Years later, Tommy and Kathy have become a couple. Before dying – or ‘completing’, as they call it – after her second ‘donation’, Ruth tells them that she believes a deferral is possible for couples that are truly in love. Kathy and Tommy go to Miss Emily’s house, their former Headmistress, certain that, as children, they were encouraged to produce art precisely to be able to prove, one day, their true feelings.  

They are quickly disappointed. Miss Emily reveals that Hailsham has now closed down, but that while the school stood, it was meant as an experiment, aimed at convincing the public to improve living conditions for the clones: 

‘We took away your art because we thought it would reveal your souls. Or to put it more finely, we did it to prove you had souls at all…we demonstrated to the world that if students were reared in humane, cultivated environments, it was possible for them to grow to be as sensitive and intelligent as any human being.’ 
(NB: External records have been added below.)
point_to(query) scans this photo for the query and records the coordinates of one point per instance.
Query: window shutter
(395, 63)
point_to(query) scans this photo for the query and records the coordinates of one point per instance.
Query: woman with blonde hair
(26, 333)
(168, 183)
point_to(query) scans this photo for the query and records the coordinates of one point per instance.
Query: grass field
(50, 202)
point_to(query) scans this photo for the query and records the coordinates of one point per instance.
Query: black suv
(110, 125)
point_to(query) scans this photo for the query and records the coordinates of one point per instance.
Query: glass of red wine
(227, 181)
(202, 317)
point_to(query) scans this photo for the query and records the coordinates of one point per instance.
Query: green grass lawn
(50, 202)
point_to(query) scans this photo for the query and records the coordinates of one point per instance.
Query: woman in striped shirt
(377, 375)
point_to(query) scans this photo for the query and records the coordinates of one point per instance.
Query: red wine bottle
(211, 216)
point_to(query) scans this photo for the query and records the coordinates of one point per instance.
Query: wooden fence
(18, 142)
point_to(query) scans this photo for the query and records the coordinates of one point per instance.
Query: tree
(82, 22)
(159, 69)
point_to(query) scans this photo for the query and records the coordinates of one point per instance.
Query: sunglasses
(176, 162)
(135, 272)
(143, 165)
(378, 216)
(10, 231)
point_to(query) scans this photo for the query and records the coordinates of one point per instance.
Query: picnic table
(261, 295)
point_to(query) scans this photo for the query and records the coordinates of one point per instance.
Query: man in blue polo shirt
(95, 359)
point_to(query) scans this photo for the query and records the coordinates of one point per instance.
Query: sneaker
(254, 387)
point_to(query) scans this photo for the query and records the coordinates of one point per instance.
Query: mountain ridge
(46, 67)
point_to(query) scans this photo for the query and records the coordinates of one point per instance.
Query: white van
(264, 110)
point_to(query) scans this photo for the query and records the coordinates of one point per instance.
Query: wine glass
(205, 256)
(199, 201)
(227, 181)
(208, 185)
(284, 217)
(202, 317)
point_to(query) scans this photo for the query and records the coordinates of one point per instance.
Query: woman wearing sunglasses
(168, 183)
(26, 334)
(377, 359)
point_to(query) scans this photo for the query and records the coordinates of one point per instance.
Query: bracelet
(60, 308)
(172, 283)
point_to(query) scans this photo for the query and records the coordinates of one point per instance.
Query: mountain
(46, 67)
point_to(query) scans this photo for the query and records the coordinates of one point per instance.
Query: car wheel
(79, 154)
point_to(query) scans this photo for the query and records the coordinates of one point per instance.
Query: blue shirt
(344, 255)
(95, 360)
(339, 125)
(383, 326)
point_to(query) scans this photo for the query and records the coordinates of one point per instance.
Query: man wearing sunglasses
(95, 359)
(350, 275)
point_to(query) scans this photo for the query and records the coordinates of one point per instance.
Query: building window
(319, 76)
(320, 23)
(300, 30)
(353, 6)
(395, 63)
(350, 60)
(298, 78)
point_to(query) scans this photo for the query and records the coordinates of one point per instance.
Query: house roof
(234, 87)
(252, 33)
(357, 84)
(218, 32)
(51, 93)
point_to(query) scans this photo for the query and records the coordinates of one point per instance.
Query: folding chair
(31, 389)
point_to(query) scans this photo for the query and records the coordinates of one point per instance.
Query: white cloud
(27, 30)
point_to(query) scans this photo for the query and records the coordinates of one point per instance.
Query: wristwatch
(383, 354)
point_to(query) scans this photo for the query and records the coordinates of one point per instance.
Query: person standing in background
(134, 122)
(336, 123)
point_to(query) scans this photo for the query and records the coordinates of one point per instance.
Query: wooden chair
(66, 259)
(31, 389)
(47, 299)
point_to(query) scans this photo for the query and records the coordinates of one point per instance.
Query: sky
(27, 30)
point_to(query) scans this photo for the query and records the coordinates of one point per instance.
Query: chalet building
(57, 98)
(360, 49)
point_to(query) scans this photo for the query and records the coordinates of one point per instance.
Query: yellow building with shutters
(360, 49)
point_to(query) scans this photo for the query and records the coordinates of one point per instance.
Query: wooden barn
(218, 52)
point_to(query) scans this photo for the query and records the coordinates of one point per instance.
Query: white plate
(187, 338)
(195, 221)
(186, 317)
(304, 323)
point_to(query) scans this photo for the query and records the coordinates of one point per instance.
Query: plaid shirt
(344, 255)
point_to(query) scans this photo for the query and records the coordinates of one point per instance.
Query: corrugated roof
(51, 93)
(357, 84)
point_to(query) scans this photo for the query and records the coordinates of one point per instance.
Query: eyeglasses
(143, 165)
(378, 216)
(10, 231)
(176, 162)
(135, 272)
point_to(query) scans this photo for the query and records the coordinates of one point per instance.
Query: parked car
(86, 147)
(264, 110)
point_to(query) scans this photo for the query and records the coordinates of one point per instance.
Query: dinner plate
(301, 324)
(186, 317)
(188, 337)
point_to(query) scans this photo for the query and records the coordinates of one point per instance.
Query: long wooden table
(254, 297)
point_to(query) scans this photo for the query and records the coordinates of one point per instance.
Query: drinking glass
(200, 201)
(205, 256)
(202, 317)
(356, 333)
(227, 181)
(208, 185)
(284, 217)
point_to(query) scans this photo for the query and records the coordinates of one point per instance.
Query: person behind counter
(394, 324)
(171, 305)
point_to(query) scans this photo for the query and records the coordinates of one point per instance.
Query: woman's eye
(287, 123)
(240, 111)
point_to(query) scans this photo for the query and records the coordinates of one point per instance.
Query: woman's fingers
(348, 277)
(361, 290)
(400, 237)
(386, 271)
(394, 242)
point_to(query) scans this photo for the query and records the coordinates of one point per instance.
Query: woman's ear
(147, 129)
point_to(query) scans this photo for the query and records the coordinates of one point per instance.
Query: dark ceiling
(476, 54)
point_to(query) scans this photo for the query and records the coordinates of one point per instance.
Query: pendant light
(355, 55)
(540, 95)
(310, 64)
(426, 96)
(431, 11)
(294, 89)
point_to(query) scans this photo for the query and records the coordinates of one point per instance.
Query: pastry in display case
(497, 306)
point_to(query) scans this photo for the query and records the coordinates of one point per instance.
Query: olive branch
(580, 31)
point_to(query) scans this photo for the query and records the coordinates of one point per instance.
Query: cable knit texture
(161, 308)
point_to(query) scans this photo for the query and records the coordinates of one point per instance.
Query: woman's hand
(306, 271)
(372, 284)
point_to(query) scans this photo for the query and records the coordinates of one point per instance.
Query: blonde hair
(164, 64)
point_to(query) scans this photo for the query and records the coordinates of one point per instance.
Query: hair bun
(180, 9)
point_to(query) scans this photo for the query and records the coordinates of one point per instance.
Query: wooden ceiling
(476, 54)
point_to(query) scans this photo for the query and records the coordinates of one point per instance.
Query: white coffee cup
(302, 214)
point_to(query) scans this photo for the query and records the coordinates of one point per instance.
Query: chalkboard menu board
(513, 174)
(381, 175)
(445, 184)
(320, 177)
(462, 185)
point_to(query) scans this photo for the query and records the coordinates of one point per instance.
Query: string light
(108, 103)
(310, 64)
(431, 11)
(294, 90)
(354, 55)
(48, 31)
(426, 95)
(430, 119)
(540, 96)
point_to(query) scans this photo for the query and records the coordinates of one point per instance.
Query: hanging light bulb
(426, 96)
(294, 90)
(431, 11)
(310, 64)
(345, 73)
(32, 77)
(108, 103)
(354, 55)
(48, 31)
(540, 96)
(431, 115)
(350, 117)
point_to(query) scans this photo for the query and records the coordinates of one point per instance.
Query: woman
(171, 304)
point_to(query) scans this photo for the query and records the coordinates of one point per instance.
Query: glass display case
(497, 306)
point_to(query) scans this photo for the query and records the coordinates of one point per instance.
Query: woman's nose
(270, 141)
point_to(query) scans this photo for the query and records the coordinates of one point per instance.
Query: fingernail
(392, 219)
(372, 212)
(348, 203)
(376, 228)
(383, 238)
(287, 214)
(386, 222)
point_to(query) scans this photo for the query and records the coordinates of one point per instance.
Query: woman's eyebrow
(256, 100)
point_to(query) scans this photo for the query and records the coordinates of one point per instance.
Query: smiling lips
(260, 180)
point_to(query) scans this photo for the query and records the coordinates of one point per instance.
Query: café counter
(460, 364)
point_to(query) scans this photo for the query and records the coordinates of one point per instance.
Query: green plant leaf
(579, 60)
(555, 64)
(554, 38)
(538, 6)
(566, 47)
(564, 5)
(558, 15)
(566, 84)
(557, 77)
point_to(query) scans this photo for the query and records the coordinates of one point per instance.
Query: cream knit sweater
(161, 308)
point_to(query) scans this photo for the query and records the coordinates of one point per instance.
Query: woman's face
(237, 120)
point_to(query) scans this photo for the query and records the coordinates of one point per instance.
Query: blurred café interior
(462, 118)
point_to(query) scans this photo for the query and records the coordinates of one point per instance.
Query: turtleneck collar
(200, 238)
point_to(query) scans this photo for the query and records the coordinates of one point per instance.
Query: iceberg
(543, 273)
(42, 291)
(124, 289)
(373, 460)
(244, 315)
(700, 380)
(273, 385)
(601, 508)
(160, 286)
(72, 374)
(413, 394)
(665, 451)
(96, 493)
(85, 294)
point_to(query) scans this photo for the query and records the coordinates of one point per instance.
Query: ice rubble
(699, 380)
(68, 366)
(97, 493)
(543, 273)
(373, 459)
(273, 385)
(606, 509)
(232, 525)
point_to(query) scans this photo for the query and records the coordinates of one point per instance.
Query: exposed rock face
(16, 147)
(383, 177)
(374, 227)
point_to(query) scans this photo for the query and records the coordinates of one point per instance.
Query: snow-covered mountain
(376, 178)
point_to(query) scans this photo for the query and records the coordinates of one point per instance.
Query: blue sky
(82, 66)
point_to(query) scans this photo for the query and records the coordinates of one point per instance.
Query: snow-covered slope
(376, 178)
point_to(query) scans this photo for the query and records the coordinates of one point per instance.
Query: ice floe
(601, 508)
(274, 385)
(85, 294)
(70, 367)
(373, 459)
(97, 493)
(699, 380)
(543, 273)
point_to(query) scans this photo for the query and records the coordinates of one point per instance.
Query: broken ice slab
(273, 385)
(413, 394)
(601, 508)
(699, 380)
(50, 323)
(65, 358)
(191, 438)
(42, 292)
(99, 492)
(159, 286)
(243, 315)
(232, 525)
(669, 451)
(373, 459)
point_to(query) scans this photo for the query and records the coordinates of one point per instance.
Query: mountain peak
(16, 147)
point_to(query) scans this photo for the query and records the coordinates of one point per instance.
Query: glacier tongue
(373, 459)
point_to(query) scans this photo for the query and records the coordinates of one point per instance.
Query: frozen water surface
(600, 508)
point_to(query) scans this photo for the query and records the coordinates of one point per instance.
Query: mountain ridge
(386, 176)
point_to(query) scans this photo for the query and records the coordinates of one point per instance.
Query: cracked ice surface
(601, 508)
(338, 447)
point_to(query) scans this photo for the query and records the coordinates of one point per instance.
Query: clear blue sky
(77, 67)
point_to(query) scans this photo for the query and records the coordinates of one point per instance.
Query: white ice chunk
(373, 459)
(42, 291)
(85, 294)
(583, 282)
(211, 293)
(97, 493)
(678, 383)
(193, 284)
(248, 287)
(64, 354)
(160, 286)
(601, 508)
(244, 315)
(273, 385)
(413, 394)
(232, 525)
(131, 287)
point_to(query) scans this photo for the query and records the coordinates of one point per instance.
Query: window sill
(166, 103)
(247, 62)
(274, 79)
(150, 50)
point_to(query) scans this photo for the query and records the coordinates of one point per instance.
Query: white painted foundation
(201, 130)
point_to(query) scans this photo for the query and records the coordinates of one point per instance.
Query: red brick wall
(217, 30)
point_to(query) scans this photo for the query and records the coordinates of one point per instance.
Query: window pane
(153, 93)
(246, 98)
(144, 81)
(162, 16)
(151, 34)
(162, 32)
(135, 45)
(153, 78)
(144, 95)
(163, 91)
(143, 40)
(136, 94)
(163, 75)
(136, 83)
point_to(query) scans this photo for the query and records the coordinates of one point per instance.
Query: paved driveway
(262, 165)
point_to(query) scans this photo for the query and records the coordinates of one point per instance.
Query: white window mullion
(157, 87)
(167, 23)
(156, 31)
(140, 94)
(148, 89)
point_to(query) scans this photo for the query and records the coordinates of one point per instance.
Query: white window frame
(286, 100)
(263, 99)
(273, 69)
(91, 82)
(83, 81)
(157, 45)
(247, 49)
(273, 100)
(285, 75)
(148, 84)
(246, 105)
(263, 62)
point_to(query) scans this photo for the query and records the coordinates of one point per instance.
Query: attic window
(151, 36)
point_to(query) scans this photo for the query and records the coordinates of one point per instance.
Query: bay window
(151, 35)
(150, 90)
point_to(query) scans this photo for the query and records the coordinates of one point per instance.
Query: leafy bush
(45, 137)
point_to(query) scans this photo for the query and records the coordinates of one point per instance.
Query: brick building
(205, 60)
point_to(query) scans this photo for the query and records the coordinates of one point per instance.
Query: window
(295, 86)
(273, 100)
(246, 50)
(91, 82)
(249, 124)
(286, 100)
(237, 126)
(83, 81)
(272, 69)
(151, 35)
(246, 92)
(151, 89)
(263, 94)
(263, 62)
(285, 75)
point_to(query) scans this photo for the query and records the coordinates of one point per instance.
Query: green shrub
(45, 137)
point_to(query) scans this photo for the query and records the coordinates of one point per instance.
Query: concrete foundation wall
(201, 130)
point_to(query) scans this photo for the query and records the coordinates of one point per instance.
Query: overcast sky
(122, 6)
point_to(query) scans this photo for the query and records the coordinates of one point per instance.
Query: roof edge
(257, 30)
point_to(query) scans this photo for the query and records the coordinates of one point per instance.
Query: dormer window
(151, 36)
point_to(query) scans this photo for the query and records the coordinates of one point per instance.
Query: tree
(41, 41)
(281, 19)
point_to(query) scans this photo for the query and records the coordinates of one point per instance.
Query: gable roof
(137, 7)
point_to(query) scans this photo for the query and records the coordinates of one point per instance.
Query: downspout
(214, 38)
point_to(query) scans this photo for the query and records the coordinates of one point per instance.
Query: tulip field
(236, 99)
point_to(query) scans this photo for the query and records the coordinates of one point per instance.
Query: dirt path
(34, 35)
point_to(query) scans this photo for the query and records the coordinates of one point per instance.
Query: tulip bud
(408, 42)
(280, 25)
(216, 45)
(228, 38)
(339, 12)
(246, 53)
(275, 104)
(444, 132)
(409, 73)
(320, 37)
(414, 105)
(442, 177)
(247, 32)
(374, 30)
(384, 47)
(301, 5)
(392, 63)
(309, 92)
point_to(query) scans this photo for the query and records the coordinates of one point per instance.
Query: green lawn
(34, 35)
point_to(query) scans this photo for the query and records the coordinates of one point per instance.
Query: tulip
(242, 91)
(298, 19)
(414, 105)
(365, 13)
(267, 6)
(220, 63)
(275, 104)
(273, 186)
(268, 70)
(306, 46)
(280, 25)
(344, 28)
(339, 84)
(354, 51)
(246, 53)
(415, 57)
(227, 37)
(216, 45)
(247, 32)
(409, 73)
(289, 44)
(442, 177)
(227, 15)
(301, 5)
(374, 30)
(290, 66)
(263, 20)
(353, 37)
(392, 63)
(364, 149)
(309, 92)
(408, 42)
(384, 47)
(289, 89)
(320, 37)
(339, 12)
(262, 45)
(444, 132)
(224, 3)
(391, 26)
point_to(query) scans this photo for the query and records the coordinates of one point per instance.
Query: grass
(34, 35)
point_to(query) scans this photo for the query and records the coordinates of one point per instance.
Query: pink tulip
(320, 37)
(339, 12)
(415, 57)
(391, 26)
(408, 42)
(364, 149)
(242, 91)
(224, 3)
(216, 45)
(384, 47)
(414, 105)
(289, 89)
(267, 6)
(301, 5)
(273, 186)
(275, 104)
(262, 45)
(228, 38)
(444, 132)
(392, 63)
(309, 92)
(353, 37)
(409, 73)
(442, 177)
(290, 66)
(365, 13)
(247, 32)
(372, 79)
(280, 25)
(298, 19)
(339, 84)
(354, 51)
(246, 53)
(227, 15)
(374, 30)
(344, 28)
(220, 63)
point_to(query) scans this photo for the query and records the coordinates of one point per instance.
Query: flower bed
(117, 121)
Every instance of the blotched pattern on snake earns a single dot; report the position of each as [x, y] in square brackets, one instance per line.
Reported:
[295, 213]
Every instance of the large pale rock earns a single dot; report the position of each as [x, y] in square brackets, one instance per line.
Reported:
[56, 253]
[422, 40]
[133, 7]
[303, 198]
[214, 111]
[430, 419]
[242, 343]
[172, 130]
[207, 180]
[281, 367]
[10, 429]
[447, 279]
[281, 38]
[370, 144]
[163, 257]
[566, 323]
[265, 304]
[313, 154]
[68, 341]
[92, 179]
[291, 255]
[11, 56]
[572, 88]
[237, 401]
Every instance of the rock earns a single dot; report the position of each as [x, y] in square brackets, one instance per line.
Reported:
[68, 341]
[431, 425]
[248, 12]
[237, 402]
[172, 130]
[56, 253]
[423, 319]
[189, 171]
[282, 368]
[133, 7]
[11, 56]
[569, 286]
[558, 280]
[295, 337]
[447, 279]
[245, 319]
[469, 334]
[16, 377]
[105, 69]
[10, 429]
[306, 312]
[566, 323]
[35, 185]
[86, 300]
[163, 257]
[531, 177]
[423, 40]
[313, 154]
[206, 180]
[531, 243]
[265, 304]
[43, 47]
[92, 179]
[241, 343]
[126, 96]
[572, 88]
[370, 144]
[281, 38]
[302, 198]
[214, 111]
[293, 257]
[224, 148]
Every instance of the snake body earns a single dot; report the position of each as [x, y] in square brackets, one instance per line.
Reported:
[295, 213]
Equating creativity with human identity does make sense, to an extent at least. In The Mind of the Maker (1941), Christian novelist and critic Dorothy L. Sayers argued that the closest we can get to understanding God as our Creator is through engaging ourselves in creative acts: ‘the experience of the creative imagination in the common man or woman and in the artist is the only thing we have to go upon in entertaining and formulating the concept of creation’. In creative acts, from a Christian perspective, we partially grasp God’s creation of us.  

Ultimately, however, being creative in imitation of God, is not enough to get to the very core of what defines a human being. There are all kinds of factors, from old age to mental or physical disability, that make any form of traditionally creative act highly unlikely for some people. By that definition, someone in a coma or a newborn baby is not fully human. 

That’s exactly the definition of humanity that underpins the cruel society of Ishiguro’s Never Let Me Go. We need a better definition, and Christianity provides a unique tradition to help us on the way. A Christian concept of the human person is one that looks both at why we were made, and what we were made for. Christians believe that God made us out of love, and for the purpose of being in communion with him. He made each one of us as a special and irreplaceable individual, and for each of us our telos – the end or aim of our life – is to join him in heaven.  

If we embrace this definition of what it means to be human, then the extent to which we are able to express our intelligence or creativity while on earth doesn’t really matter anymore. If we believe that merely to exist is good – not to exist and fulfil our potential through this or that accomplishment, but just to exist – then we can’t deny that each member of the human family is, in fact, a ‘person’ in the fullest sense of the word.  

It is precisely this God-shaped hole that makes the concept of human dignity so fragile and slippery in Never Let Me Go. Ishiguro’s brilliant novel is, ultimately, the perfect Frankenstein story for the modern day. It warns us about the consequences of what might happen if we try to treat other human beings as things we have paid, but even more powerfully it shows us the danger of valuing human life for its creativity, instead of loving it as the creation of God.